Dreading Bagging up Those Leaves? Don't, Say Experts
Your weekend plans might include dealing with the leaves that have fallen on your yard. And with the recent rain and strong winds, there likely are many.
And if you’ve been dealing with leaves by raking them up, bagging them and hauling them off, you might consider another easier option. The city of Springfield’s environmental services coordinator, Barbara Lucks, wants people to know that it’s ok to leave them on your lawn.
"Nowadays, there are a lot of mulching mowers available. And if you don't have huge quantities of leaves - it may take a couple passes - but you can mulch leaves and even grass clippings to the size that it won't create thatch and it will actually keep those nutrients that are in your leaves right there on your lawn," Lucks says.
Patrick Byers, regional horticulture specialist with University Extension, says lawns will survive even with several layers of leaves on top. But a pile of leaves isn’t a good idea—you need to scatter leaves across a yard.
"Those leaves are an excellent source of organic matter and there are also nutrients that are locked up in those leaves that are returned to the soil for use by the long grasses," he says.
Not only are you helping to put nutrients back on your lawn, according to Lucks, you’re avoiding the hassle of bagging leaves and eliminating transportation costs when you leave them on your lawn.
One thing you can’t do when dealing with leaves is to put them in the trash. The Missouri Department of Natural Resources banned yardwaste from Missouri landfills in 1992. And for good reason, says Lucks.
"When the ban first when into place, 20 percent of what was filling up Missouri landfills was yard waste, which is absurd because it has certainly much better use than sitting in a landfill. And that's quite expensive space also."
You also shouldn’t blow leaves into the street or into ditches and storm drains, she says. That’s banned by city ordinance.
And the nutrients from the leaves eventually end up in area waterways where they contribute to algae growth.
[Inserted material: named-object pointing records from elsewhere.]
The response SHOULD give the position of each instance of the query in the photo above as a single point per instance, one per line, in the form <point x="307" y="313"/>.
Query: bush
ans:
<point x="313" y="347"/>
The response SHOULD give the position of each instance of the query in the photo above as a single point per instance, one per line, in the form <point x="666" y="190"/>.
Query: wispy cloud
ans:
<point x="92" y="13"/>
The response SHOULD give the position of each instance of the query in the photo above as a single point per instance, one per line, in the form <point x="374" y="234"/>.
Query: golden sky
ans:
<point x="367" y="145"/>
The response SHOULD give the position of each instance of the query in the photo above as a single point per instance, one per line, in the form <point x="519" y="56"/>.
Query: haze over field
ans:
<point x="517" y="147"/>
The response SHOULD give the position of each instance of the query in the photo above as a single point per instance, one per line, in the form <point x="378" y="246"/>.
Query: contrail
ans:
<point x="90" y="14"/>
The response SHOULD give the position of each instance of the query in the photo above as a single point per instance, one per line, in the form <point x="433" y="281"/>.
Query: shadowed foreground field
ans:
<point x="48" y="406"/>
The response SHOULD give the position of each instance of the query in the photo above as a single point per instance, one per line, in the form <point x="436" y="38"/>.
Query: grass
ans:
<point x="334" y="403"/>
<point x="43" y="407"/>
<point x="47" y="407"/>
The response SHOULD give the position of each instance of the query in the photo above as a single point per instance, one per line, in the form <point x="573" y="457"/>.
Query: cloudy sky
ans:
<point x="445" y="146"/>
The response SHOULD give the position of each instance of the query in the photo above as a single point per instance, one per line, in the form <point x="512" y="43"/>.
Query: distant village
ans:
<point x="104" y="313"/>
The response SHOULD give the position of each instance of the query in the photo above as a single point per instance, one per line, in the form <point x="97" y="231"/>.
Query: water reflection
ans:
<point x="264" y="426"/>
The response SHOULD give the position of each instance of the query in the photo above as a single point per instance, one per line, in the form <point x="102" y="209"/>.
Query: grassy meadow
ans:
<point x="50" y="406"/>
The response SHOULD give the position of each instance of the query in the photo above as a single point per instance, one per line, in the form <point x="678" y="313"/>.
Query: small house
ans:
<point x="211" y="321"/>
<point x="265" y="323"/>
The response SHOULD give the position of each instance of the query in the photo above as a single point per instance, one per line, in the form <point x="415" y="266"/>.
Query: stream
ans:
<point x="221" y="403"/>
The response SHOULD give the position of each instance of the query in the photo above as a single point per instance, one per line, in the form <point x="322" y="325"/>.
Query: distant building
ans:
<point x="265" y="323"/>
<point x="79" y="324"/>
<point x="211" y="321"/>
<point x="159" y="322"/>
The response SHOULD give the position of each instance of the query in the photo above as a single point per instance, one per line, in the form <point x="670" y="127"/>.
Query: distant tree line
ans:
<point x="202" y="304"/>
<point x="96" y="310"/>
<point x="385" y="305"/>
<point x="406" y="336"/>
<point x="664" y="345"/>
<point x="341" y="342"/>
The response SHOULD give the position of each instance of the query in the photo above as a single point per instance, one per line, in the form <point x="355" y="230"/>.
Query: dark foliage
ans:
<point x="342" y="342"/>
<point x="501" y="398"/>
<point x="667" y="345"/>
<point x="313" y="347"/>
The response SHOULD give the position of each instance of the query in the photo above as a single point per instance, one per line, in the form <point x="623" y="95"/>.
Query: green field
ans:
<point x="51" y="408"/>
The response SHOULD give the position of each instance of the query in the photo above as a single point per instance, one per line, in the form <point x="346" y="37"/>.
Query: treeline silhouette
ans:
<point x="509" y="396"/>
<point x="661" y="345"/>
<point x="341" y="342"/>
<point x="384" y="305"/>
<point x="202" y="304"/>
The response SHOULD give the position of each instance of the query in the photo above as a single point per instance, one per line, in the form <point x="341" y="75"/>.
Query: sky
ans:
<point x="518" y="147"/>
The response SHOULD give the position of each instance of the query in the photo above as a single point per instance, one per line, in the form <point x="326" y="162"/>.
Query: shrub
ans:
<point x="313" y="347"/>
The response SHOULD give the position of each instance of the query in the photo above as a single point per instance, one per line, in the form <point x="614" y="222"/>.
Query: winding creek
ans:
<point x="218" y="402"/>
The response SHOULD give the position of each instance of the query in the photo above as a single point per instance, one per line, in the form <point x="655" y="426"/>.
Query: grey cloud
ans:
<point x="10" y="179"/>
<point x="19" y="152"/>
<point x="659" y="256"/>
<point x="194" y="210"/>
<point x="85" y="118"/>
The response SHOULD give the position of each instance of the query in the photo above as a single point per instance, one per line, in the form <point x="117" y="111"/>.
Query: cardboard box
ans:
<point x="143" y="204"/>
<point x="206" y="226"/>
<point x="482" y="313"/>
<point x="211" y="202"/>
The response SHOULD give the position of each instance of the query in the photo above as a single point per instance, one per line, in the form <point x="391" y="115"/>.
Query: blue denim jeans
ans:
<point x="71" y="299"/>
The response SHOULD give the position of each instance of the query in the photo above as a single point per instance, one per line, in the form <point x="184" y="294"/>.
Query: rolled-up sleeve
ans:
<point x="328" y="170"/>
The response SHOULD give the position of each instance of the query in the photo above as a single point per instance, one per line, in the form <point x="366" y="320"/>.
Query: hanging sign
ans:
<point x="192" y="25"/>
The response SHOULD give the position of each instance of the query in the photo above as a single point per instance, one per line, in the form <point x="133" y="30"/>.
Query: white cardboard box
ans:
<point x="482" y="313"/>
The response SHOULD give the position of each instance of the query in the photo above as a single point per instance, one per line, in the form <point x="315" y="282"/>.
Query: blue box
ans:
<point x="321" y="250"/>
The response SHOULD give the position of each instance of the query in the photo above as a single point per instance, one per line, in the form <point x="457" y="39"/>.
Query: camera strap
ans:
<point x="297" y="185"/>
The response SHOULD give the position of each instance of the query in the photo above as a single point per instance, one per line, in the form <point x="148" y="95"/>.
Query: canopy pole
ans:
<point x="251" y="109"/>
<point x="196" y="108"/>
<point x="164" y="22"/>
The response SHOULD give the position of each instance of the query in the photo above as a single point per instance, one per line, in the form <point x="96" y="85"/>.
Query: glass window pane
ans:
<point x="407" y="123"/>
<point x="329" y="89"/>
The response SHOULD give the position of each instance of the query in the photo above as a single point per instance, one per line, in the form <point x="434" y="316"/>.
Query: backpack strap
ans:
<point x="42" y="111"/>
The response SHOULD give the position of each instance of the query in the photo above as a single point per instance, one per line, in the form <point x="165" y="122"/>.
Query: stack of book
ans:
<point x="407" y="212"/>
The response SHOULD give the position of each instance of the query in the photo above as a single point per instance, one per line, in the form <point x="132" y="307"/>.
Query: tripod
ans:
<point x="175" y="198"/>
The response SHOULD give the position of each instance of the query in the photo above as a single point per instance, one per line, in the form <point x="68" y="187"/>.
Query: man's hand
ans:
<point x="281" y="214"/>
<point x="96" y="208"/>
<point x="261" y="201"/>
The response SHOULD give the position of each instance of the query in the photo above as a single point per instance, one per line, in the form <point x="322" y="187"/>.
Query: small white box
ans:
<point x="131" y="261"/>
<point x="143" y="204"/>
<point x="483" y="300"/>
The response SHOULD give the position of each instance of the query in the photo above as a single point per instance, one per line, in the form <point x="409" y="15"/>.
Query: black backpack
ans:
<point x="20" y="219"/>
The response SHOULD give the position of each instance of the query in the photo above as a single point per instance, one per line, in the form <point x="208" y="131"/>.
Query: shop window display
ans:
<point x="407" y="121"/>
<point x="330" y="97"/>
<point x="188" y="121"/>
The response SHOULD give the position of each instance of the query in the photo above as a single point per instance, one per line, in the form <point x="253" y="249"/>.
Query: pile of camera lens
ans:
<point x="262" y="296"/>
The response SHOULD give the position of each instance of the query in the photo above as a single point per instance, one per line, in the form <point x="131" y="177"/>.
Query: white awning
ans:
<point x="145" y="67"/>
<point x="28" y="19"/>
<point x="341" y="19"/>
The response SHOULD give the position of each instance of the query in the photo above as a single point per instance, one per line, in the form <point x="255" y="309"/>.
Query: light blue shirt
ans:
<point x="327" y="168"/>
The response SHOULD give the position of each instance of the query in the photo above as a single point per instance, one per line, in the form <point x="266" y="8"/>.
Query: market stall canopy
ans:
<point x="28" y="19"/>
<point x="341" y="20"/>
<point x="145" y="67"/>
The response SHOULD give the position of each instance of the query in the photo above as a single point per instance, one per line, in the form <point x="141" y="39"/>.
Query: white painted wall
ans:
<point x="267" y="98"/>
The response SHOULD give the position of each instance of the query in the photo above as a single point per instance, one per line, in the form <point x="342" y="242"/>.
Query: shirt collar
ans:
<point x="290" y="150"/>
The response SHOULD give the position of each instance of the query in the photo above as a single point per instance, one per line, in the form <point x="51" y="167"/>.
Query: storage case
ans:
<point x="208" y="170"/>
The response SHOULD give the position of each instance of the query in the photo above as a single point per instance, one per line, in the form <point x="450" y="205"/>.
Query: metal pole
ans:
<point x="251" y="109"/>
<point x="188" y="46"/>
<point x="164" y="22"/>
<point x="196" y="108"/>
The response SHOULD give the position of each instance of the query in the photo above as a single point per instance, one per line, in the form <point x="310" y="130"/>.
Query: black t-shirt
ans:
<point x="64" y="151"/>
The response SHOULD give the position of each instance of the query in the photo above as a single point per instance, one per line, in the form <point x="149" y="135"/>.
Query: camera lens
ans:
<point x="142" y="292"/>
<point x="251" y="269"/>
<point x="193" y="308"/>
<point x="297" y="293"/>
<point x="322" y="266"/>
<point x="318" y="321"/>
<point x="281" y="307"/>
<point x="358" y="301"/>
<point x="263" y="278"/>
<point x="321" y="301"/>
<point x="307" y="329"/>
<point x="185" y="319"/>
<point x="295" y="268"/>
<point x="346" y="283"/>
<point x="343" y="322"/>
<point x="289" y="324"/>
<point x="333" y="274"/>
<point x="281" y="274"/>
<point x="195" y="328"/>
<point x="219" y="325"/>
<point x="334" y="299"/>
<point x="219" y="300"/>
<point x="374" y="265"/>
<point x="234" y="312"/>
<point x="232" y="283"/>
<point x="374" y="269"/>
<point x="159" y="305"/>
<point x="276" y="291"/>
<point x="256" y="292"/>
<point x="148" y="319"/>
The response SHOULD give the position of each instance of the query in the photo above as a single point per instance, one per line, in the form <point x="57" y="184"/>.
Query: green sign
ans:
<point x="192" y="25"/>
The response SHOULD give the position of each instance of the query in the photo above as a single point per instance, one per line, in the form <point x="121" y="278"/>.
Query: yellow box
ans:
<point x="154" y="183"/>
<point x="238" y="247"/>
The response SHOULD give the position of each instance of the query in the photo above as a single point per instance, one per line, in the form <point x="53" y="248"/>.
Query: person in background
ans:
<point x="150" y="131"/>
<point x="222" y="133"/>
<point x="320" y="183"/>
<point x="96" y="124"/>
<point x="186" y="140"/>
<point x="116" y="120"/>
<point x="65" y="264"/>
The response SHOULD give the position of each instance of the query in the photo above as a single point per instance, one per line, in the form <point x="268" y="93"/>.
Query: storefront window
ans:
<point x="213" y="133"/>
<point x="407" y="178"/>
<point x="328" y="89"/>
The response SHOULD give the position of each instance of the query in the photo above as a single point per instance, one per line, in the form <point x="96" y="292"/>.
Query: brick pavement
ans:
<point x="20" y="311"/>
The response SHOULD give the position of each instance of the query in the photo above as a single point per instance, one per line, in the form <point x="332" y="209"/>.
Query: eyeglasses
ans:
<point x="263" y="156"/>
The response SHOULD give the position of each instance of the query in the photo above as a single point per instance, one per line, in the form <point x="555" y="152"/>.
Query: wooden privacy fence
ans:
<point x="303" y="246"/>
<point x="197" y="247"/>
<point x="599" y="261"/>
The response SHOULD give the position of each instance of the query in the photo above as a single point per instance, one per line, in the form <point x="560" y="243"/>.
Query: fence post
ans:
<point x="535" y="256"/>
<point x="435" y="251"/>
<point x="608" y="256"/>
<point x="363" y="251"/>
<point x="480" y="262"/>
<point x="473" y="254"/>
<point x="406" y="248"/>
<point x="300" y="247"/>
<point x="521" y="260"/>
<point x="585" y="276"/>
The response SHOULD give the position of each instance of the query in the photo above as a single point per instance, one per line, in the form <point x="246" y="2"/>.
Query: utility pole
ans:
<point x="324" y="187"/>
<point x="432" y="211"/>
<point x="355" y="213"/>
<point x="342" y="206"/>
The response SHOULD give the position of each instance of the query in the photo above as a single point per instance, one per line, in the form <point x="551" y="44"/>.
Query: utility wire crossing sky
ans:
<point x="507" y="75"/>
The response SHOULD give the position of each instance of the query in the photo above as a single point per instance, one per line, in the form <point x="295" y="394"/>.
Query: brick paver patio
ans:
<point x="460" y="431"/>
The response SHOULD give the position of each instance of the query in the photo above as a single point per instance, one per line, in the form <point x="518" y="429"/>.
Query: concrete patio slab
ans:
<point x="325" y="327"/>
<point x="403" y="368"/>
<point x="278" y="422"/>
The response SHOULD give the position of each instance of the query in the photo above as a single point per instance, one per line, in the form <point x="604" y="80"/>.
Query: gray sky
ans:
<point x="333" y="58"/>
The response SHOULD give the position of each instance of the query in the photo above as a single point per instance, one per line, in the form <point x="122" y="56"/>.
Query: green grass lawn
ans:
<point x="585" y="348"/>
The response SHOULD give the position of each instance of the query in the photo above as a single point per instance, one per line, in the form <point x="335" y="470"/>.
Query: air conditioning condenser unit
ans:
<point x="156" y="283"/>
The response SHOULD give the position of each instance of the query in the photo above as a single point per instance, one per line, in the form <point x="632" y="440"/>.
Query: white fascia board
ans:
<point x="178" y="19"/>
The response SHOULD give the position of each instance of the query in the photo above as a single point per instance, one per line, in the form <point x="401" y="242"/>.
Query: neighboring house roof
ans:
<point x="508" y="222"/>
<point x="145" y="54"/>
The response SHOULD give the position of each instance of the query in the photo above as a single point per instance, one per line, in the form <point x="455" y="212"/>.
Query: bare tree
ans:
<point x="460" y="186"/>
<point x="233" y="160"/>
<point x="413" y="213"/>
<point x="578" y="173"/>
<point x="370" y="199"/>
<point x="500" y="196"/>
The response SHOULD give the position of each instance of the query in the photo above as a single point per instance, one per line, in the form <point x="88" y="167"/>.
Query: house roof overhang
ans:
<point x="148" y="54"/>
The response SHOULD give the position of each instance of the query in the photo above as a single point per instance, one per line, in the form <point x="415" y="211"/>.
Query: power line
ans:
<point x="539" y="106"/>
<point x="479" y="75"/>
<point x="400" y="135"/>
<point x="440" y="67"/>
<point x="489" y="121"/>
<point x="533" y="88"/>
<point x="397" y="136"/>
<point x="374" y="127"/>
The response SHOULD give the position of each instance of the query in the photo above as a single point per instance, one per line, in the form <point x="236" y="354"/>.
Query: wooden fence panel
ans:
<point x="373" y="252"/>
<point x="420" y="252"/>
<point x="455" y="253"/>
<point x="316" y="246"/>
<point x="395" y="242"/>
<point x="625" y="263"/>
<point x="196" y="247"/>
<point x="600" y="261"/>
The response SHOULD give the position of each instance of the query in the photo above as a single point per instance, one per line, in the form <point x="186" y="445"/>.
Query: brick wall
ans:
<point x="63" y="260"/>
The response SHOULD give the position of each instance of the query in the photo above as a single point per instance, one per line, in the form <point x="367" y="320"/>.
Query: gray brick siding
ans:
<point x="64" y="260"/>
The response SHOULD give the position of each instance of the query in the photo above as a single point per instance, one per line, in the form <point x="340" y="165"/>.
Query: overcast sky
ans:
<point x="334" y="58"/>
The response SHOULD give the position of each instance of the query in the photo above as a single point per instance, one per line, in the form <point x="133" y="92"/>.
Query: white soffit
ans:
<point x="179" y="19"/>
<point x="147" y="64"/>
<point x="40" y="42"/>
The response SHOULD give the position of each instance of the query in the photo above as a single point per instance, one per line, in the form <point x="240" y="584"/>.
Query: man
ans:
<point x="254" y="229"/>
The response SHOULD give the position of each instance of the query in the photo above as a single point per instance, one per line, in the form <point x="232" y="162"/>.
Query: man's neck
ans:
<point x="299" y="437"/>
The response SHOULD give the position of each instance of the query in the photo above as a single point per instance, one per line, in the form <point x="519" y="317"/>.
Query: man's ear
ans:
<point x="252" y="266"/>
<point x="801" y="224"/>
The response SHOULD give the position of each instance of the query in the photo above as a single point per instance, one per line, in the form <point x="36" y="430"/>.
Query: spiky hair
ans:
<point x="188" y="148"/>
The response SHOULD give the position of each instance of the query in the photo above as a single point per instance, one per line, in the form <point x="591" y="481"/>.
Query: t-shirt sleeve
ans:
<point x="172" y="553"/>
If you have too many leaves to leave on your lawn, you can take them to the city of Springfield’s recycling centers. Fewer than ten bags each day can be taken to the Lone Pine and Franklin Avenue Recycling Centers. More than that need to go to the Yardwaste Recycling Center.
Suggested donations for dropping off yardwaste are used to operate the centers.
Leaves left there are composted and turned into a soil amendment.
The compost is available in bulk at the Yardwaste Recycling Center or in bags at all of the sites. But Lucks recommends checking to make sure it’s available before you go since it’s a popular item.
Another way to dispose of leaves is to compost them in a small compost bin on your property. The composted materials can be used to enhance the soil in flower and vegetable gardens, according to Lucks.